Last edited: June 20, 2004

Uzbekistan Delays Gay Prisoner’s Release, June 12, 2004

By Newscenter Staff

Tashkent—Civil rights protestors, demonstrating against a delay in releasing a gay journalist held since last year in a Uzbekistan jail, were beaten by a security officer Saturday.

Ruslan Sharipov a gay journalist and human rights advocate was arrested after doing a series of articles on human rights abuses in the former soviet republic. He was charged with sodomy and having sex with minors in what international human rights groups have labeled politically motivated allegations.

Last year Sharipov pleaded guilty and later told foreign journalists he had been tortured into making a false confession.
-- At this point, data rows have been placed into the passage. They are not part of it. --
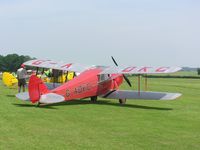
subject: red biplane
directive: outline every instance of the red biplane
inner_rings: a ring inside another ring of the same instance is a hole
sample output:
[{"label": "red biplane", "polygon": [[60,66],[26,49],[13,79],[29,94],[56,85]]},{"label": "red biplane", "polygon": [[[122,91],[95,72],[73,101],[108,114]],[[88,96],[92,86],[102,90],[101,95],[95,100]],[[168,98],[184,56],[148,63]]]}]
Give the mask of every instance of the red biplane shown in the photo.
[{"label": "red biplane", "polygon": [[119,99],[120,103],[125,103],[126,99],[173,100],[181,96],[180,93],[140,91],[140,82],[138,91],[119,89],[123,79],[131,86],[126,74],[137,74],[140,81],[140,75],[173,73],[181,70],[180,67],[120,67],[113,57],[112,59],[116,66],[84,66],[51,60],[27,61],[24,63],[26,66],[74,71],[79,75],[51,90],[40,78],[32,75],[28,92],[18,93],[16,97],[32,103],[50,104],[83,98],[91,98],[95,102],[97,97]]}]

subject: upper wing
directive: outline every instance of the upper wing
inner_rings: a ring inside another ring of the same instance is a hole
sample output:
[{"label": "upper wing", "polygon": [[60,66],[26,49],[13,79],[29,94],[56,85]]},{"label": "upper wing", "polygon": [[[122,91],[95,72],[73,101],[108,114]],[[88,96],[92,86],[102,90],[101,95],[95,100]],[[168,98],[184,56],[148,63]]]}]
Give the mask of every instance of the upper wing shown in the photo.
[{"label": "upper wing", "polygon": [[[63,61],[52,61],[52,60],[30,60],[24,63],[26,66],[40,67],[40,68],[51,68],[57,70],[83,72],[91,66],[86,66],[78,63],[66,63]],[[157,73],[173,73],[181,70],[180,67],[106,67],[100,74],[157,74]]]},{"label": "upper wing", "polygon": [[26,66],[40,67],[40,68],[50,68],[64,71],[74,71],[83,72],[84,70],[90,68],[90,66],[81,65],[78,63],[66,63],[62,61],[52,61],[52,60],[30,60],[24,63]]},{"label": "upper wing", "polygon": [[180,93],[116,90],[101,97],[113,99],[174,100],[180,96]]},{"label": "upper wing", "polygon": [[158,73],[173,73],[181,70],[180,67],[108,67],[100,74],[158,74]]}]

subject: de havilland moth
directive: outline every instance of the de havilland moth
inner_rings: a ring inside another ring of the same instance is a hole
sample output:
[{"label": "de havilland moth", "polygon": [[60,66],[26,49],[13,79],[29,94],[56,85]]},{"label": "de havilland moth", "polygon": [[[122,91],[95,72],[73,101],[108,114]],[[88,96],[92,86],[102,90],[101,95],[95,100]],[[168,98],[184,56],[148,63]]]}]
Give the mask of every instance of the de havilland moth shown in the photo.
[{"label": "de havilland moth", "polygon": [[[16,97],[40,105],[84,98],[91,98],[91,101],[95,102],[97,97],[118,99],[120,103],[125,103],[126,99],[173,100],[181,96],[180,93],[141,91],[140,88],[137,91],[119,89],[123,80],[131,86],[126,75],[136,74],[140,81],[140,75],[174,73],[181,70],[180,67],[120,67],[113,57],[112,59],[116,66],[85,66],[51,60],[27,61],[23,63],[25,66],[37,67],[37,70],[50,68],[73,71],[78,75],[54,89],[48,89],[41,78],[31,75],[28,92],[18,93]],[[140,87],[140,82],[138,83]]]}]

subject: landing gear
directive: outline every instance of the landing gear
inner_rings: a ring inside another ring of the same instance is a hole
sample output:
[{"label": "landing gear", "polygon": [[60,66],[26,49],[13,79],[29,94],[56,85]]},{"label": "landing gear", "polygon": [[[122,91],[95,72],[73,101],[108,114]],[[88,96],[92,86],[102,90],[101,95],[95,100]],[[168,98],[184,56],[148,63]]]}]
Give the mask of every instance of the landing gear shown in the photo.
[{"label": "landing gear", "polygon": [[37,103],[37,107],[40,107],[40,104],[41,104],[41,103],[40,103],[40,102],[38,102],[38,103]]},{"label": "landing gear", "polygon": [[119,103],[120,104],[125,104],[126,103],[126,99],[119,99]]},{"label": "landing gear", "polygon": [[93,102],[93,103],[97,102],[97,96],[92,96],[91,97],[91,102]]}]

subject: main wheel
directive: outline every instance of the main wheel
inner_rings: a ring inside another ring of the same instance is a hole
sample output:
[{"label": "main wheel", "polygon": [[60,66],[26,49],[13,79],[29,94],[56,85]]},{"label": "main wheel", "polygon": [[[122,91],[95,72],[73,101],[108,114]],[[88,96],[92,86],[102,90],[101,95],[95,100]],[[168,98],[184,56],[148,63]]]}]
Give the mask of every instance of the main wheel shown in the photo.
[{"label": "main wheel", "polygon": [[92,96],[91,97],[91,102],[95,103],[97,101],[97,96]]},{"label": "main wheel", "polygon": [[37,103],[37,107],[40,107],[40,104],[41,104],[41,103],[40,103],[40,102],[38,102],[38,103]]},{"label": "main wheel", "polygon": [[126,103],[126,99],[119,99],[119,103],[120,104],[125,104]]}]

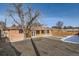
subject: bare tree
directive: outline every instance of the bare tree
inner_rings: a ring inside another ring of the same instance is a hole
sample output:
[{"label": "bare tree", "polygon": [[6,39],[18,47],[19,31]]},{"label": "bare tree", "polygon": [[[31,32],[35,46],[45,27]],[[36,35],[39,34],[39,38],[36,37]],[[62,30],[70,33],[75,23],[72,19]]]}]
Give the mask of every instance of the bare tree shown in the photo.
[{"label": "bare tree", "polygon": [[63,27],[63,22],[62,22],[62,21],[58,21],[58,22],[56,23],[56,27],[57,27],[58,29],[62,29],[62,27]]},{"label": "bare tree", "polygon": [[[28,10],[23,9],[23,4],[10,4],[13,9],[8,9],[9,17],[11,17],[16,24],[18,24],[24,33],[24,39],[30,25],[39,17],[39,10],[33,11],[31,7]],[[27,31],[26,31],[27,30]]]}]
He was sentenced to 5 1/2 years but an appeals court reduced the jail term to four years.

Officials allowed Sharipov last year to speak with foreign journalists and told them he had been tortured and was being kept in a tiny cell.

This spring the government said that Sharipov could be freed this weekend, under a presidential amnesty.

Human rights advocates and supporters gathered outside the prison to wait for him. Instead of setting Sharipov free, a prison spokesperson said that his release had been delayed.

Col. Ludmila Nam that authorities had up to a month to assemble a commission to review Sharipov’s case. They will refer their findings to a court for a decision, but he said no date had been set for that to happen.

The group of supporters was then dispersed by a plainclothes security officer, who pulled banners from their hands and broke them over his knee, shouting gay epithets as other police looked on.

Sharipov’s case has attracted widespread international criticism, and last month he was awarded the 2004 Golden Pen of Freedom Award from the Paris-based World Association of Newspapers.